Ya no quedan días, en el reloj del tiempo,
tampoco ya existe, el largo futuro de aquellos momentos.
Tampoco nos queda, dilación en el tiempo.
Nos queda; un corto futuro, vivir cada día el
justo momentos. 
Nos quedan también, los bellos recuerdos.
Nos quedan aquellos momentos. Las viejas 
nostalgias de días tan felices que ya se nos fueron.

Recuerdos bonitos, nos quedan;
pero ningún sueño.

Yo, no quiero vivir solo de aquellos recuerdos 
y mientras que me quede, un poco de aliento
y queden senderos por los montes esos,
y queden, alegres riachuelos y vistosas hayas, 
y los robles viejos y ásperas aulagas 
que interrumpen sueños, y tiernos helechos
que tapizan suelos.
Seguiré caminando, andando por esos senderos.

Prefiero quedarme en algún recodo de cualquier sendero,
que vivir, vivir tan solo, muy solo, muy solo,
solo de recuerdos.


Dedicada.
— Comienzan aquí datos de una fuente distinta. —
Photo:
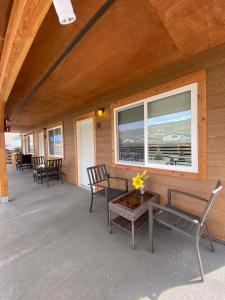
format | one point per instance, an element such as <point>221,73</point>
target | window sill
<point>183,174</point>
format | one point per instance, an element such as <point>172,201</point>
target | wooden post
<point>3,166</point>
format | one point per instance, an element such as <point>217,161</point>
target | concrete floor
<point>52,248</point>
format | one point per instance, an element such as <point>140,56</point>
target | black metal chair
<point>26,162</point>
<point>18,158</point>
<point>179,220</point>
<point>98,175</point>
<point>38,164</point>
<point>53,169</point>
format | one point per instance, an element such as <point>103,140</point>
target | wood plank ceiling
<point>133,39</point>
<point>5,9</point>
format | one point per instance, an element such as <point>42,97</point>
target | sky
<point>12,140</point>
<point>174,117</point>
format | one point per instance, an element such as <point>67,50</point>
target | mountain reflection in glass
<point>169,130</point>
<point>131,134</point>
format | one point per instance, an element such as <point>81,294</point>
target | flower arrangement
<point>138,181</point>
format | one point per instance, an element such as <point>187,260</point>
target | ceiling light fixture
<point>64,10</point>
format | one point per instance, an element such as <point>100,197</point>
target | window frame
<point>27,137</point>
<point>191,82</point>
<point>53,128</point>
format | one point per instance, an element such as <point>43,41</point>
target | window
<point>159,132</point>
<point>55,142</point>
<point>29,144</point>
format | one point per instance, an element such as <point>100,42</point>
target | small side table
<point>132,211</point>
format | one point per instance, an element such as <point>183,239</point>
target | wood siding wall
<point>214,62</point>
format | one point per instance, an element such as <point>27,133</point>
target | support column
<point>3,166</point>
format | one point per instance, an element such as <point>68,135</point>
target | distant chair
<point>188,224</point>
<point>53,169</point>
<point>38,164</point>
<point>98,175</point>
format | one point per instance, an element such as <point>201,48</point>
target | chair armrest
<point>175,212</point>
<point>99,185</point>
<point>184,193</point>
<point>119,178</point>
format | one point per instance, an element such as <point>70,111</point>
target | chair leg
<point>110,222</point>
<point>47,179</point>
<point>199,258</point>
<point>150,216</point>
<point>132,231</point>
<point>209,238</point>
<point>91,203</point>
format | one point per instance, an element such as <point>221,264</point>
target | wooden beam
<point>25,20</point>
<point>3,168</point>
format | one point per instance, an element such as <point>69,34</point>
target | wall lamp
<point>45,132</point>
<point>64,10</point>
<point>100,112</point>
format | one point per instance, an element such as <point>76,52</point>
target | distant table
<point>132,211</point>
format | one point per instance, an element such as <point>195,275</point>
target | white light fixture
<point>64,10</point>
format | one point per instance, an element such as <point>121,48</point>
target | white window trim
<point>194,130</point>
<point>52,128</point>
<point>26,137</point>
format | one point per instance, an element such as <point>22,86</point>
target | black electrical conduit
<point>102,10</point>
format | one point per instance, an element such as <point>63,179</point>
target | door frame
<point>41,131</point>
<point>77,119</point>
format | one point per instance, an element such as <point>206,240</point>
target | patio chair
<point>26,162</point>
<point>38,163</point>
<point>98,175</point>
<point>18,159</point>
<point>53,169</point>
<point>183,222</point>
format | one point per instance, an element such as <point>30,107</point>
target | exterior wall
<point>214,63</point>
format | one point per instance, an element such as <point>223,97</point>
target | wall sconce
<point>7,124</point>
<point>44,131</point>
<point>64,10</point>
<point>100,112</point>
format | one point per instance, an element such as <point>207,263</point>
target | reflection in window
<point>161,132</point>
<point>55,142</point>
<point>169,130</point>
<point>30,144</point>
<point>131,134</point>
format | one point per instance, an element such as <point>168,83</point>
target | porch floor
<point>52,248</point>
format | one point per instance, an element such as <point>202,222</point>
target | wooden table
<point>132,211</point>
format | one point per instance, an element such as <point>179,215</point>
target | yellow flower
<point>138,182</point>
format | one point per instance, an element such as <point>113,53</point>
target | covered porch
<point>136,85</point>
<point>52,248</point>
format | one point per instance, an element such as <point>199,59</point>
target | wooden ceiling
<point>131,40</point>
<point>5,9</point>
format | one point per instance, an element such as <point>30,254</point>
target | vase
<point>142,191</point>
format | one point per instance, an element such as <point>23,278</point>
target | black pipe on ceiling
<point>102,10</point>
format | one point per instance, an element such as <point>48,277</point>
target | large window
<point>55,142</point>
<point>160,131</point>
<point>29,144</point>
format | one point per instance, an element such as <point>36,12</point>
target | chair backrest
<point>54,163</point>
<point>97,174</point>
<point>18,157</point>
<point>38,161</point>
<point>26,159</point>
<point>212,198</point>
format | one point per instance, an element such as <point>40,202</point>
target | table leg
<point>150,215</point>
<point>110,223</point>
<point>133,242</point>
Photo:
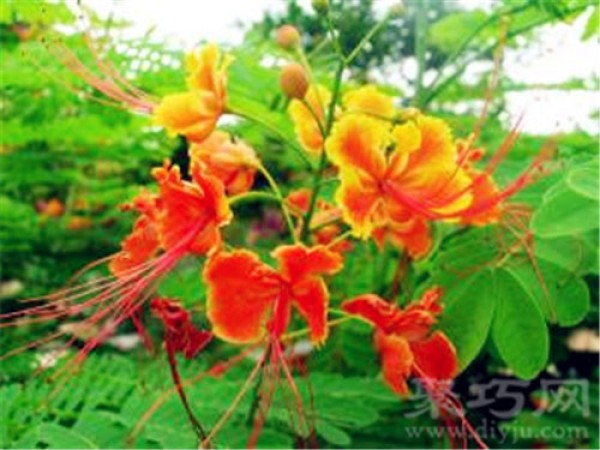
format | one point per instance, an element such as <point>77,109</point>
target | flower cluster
<point>398,172</point>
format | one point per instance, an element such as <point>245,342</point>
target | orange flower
<point>184,217</point>
<point>247,298</point>
<point>404,339</point>
<point>232,162</point>
<point>194,113</point>
<point>308,122</point>
<point>181,336</point>
<point>393,194</point>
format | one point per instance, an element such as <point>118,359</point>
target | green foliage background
<point>55,144</point>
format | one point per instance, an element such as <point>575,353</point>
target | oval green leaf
<point>468,315</point>
<point>519,329</point>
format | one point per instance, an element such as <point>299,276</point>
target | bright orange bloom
<point>308,122</point>
<point>395,179</point>
<point>232,162</point>
<point>194,113</point>
<point>181,336</point>
<point>184,217</point>
<point>323,226</point>
<point>404,339</point>
<point>247,298</point>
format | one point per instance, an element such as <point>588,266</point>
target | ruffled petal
<point>435,357</point>
<point>357,143</point>
<point>369,100</point>
<point>242,292</point>
<point>413,236</point>
<point>396,361</point>
<point>298,263</point>
<point>192,212</point>
<point>233,163</point>
<point>193,114</point>
<point>374,309</point>
<point>143,242</point>
<point>137,248</point>
<point>361,202</point>
<point>311,298</point>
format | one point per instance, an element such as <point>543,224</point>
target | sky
<point>557,56</point>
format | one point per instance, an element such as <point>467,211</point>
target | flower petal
<point>298,263</point>
<point>193,114</point>
<point>357,143</point>
<point>374,309</point>
<point>369,100</point>
<point>312,299</point>
<point>191,212</point>
<point>233,163</point>
<point>413,235</point>
<point>305,122</point>
<point>361,203</point>
<point>396,360</point>
<point>435,357</point>
<point>241,294</point>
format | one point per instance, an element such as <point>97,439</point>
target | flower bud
<point>287,37</point>
<point>294,81</point>
<point>320,6</point>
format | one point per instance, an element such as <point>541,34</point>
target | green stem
<point>323,162</point>
<point>372,32</point>
<point>236,110</point>
<point>286,213</point>
<point>420,47</point>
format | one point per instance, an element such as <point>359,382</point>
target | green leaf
<point>54,436</point>
<point>563,297</point>
<point>443,35</point>
<point>519,330</point>
<point>585,181</point>
<point>565,212</point>
<point>333,434</point>
<point>468,315</point>
<point>577,254</point>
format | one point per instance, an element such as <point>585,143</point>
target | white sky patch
<point>558,55</point>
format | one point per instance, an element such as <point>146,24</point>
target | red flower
<point>404,339</point>
<point>247,298</point>
<point>181,336</point>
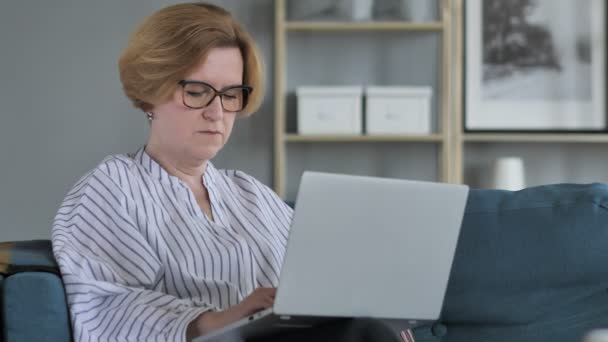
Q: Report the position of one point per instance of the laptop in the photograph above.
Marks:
(361, 247)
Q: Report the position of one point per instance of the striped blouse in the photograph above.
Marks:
(140, 260)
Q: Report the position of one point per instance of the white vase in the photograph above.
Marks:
(509, 174)
(416, 10)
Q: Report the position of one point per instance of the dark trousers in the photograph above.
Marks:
(351, 330)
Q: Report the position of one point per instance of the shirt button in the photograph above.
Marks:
(439, 330)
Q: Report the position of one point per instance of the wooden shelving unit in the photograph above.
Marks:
(363, 138)
(363, 26)
(451, 140)
(282, 138)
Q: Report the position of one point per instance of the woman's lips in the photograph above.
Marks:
(210, 132)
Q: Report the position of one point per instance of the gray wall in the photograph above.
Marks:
(62, 109)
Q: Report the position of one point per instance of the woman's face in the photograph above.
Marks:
(199, 134)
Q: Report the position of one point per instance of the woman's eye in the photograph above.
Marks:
(194, 93)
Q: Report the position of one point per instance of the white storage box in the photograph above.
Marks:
(329, 110)
(398, 110)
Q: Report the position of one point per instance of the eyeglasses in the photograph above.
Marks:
(198, 95)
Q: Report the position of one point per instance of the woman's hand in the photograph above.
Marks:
(260, 299)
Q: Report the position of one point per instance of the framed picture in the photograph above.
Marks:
(535, 65)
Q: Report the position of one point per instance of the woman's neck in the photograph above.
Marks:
(188, 171)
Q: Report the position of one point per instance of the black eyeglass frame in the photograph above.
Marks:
(247, 91)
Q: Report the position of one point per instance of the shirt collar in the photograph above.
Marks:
(155, 170)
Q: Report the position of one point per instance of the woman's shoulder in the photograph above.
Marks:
(109, 172)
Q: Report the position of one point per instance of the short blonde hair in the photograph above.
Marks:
(172, 41)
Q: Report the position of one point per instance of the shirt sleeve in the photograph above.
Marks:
(112, 275)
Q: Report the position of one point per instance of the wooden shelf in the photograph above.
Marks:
(537, 138)
(363, 26)
(362, 138)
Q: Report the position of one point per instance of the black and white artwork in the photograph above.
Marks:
(535, 65)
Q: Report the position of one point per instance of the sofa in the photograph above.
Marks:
(530, 265)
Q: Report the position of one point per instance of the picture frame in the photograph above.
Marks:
(535, 66)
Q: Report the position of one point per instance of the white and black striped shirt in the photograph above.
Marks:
(140, 260)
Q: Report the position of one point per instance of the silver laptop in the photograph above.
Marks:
(362, 247)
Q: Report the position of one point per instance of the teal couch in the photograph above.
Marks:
(530, 266)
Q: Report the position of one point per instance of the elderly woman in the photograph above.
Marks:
(161, 245)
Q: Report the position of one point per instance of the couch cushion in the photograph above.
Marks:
(35, 308)
(20, 256)
(529, 266)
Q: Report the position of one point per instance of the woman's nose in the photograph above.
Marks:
(214, 110)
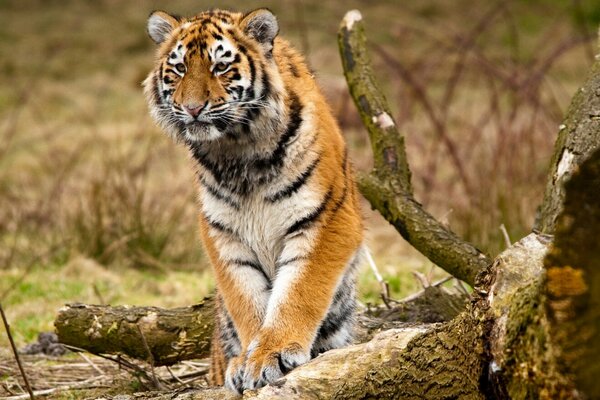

A todos y cada uno de los muchos que me han acompañado en mis salidas al monte y por una causa u otra han dejado de acompañarme. A todos y cada uno de ellos mi agradecimiento y decirles que siempre que vuelvo a recorrer alguno de los muchos senderos que un día recorrimos juntos, rememoro cada uno de aquellos momentos.

1 comentario:

Eva Margarita Escobar Sierra dijo...

Hola Rodri: ¡Es hermoso! En el, se encuentra, dolor tristeza y resignación.
Ese no poder hacer nada para que nuestros seres queridos, familiares o amigos, estén siempre con nosotros y los tenemos que dejar partir y quedamos solos.
Pero tenemos que volver a soñar, a crear nueva ilusiones, y volver a encontrar a quien brindarle nuestro amor y soñar que nos aman.